Others may call it luck.
However one chooses to view what happened to a Summerside family on their Cape Breton vacation last weekend, the story is simply amazing.
Summerside lawyer Jeffery Cormier, his wife, Jessica, and their three children were staying at a summer tourist home in South Harbour on the Cabot Trail when it was struck by lightning.
What they did not know at that moment was that in another room of the house where their one-year-old son, Jaxen, was asleep in his playpen, lightning had wreaked havoc but miraculously left Jaxen unharmed.
The electrical energy from the lightning that struck the house knocked a telephone off of its base, fried a power bar and obliterated an Internet router, sending pieces of metal and plastic flying into the child’s playpen but missing him completely.
Jessica Cormier told The Guardian that the lightning that struck the house was followed by a large clap of thunder.
Believing Jaxen would likely wake from his sleep, she went to his room.
What she found when she opened the door was frightening.
“I went in to check on him, thinking he might be awake now,” Cormier said. ‘When I opened the door, the room was full of smoke and I could smell burning plastic. I quickly ran to the playpen, scooped him up and ran out of the room yelling at other people to get out, that there was a fire.”
They quickly checked Jaxen over to see if he was OK and he was. In fact, he had slept through the whole ordeal.
When she went back into the house some time later to check things out, what Cormier saw was hard to believe.
There were two good-sized holes in Jaxen’s playpen, where it is believed the lightning hit the playpen.
Scattered inside the playpen were pieces of plastic and metal fragments from the router.
None of them had struck Jaxen.
Cormier said they kept a very close watch on Jaxen for the next 24 hours to make sure he had not suffered any ill effects from the smoke in his room or ingested any of the fragments from the router.
They were supposed to stay at their vacation rental for another two days but were concerned about the safety of the structure after the lightning strike.
“But the owner of the home was very good.

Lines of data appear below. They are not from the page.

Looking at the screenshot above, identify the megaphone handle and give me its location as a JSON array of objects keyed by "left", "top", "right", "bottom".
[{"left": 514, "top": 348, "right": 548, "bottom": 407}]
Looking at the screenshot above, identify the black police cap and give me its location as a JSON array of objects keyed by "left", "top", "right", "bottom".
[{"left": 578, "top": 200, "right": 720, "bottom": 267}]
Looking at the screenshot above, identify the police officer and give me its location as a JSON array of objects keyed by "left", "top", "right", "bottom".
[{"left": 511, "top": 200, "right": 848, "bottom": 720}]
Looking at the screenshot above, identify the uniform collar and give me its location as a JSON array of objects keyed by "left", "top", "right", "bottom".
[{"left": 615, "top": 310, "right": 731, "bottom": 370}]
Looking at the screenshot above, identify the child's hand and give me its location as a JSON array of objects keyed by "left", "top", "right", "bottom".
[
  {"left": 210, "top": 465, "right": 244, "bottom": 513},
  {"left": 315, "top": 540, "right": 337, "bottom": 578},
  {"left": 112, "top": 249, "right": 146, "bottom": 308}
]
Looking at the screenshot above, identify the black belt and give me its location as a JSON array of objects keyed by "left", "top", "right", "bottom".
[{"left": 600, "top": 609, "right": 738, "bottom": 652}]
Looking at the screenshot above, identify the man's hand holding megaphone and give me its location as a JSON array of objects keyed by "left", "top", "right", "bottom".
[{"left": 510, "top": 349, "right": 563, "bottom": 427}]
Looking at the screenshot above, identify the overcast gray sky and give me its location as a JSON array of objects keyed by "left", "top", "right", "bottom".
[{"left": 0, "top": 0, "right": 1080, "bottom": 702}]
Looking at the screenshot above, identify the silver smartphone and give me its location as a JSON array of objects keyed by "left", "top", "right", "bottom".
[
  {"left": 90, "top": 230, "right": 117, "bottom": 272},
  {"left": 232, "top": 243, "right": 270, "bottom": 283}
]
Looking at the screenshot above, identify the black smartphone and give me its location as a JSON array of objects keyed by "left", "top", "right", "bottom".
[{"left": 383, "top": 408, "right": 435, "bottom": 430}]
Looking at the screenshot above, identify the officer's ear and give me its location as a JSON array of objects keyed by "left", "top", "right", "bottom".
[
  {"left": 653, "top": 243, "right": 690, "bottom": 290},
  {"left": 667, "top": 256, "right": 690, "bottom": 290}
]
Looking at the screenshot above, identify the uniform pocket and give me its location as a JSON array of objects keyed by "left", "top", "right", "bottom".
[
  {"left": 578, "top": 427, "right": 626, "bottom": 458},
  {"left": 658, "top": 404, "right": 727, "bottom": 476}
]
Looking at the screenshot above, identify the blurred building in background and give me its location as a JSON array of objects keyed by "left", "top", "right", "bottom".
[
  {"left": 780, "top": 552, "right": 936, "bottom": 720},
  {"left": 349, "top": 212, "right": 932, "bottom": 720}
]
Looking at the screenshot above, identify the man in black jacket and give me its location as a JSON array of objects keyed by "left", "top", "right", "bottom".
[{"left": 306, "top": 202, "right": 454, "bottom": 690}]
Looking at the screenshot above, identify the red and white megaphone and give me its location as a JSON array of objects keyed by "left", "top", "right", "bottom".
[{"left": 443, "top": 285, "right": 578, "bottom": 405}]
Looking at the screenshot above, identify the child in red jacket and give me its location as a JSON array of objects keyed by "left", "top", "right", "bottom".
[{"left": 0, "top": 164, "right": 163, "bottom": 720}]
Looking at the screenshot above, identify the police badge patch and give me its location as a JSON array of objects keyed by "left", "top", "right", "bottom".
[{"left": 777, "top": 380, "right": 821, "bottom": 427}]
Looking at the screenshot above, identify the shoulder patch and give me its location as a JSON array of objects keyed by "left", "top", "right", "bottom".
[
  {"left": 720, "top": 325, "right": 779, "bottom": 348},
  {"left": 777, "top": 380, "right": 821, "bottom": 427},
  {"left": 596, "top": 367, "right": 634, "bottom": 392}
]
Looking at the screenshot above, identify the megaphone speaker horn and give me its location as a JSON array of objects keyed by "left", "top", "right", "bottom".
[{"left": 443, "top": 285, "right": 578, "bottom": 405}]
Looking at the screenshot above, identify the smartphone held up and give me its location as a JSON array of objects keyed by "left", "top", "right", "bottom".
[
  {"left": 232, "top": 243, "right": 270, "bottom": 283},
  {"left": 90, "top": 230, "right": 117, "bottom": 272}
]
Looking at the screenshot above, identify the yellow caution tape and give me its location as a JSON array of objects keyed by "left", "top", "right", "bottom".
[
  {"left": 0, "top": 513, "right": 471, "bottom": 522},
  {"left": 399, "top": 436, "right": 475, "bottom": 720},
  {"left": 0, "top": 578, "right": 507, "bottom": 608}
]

He brought in an electrician who lived two hours away from us to check out the house, make any repairs and make sure it was safe.”
They were eventually able to get the power restored and resumed their vacation.

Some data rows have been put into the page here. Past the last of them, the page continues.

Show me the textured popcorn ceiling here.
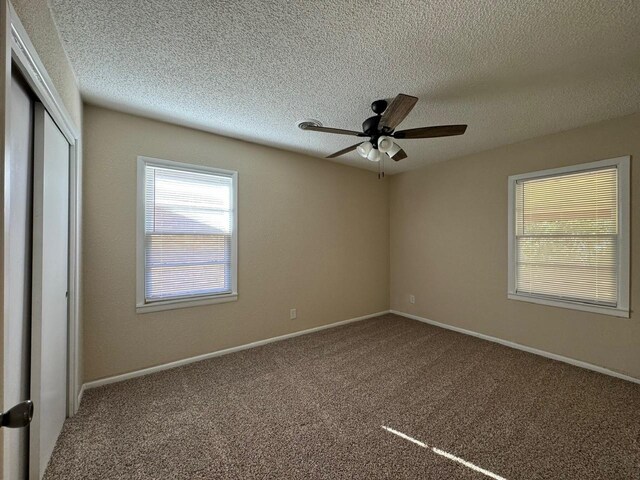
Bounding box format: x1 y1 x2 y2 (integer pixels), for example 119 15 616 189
49 0 640 173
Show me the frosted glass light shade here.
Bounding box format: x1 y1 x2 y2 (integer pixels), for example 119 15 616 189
356 142 373 158
378 137 393 153
367 148 382 162
387 143 400 158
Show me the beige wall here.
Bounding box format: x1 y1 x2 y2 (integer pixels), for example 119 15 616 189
11 0 82 128
83 106 389 382
390 114 640 378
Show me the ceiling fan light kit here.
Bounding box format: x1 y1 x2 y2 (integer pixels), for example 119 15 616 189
356 142 373 158
298 93 467 177
367 148 382 162
378 136 393 153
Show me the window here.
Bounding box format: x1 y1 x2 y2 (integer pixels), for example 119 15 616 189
508 157 630 317
137 157 238 312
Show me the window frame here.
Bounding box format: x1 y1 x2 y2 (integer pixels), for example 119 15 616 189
136 156 238 313
507 156 631 318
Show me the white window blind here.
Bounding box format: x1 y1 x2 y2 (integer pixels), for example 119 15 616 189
515 166 619 306
144 162 235 303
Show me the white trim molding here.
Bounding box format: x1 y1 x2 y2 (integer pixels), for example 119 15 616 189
8 3 82 416
389 310 640 384
80 310 389 395
507 156 631 318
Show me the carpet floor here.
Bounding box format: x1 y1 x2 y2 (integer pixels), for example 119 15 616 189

Cormier said they weren’t the only ones to be struck by lightning that day.
A short distance away, lightning struck another house, owned by the same family who operates the vacation home they rented.
“The lightning blew a hole in the cement foundation of that house.”

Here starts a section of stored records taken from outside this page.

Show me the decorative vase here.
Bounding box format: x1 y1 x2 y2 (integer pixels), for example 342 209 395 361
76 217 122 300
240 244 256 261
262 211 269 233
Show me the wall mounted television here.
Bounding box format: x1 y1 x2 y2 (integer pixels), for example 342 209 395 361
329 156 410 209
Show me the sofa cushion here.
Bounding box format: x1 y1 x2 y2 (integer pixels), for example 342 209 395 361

No one was injured there either.
Cormier said she feels her family is incredibly lucky to have survived a lightning strike like this.
“I still can’t believe with all the smoke and the router exploding that no one was hurt, and that Jaxen slept through it. It was incredible. I’ve never seen lightning like that before. It came right down to the ground. And the lightning that struck the summer house was so bright, it was like a blinding blue flash ... Somebody was watching over us.”
Jeff Cormier, too, believes they’re very lucky to have come though this without anyone being hurt.
“Mother Nature always wins and this time she did win,” he says. “However, no injuries.”
He said they still managed to have a great vacation.
And they’ll have a vacation story worthy of being shared for years to come.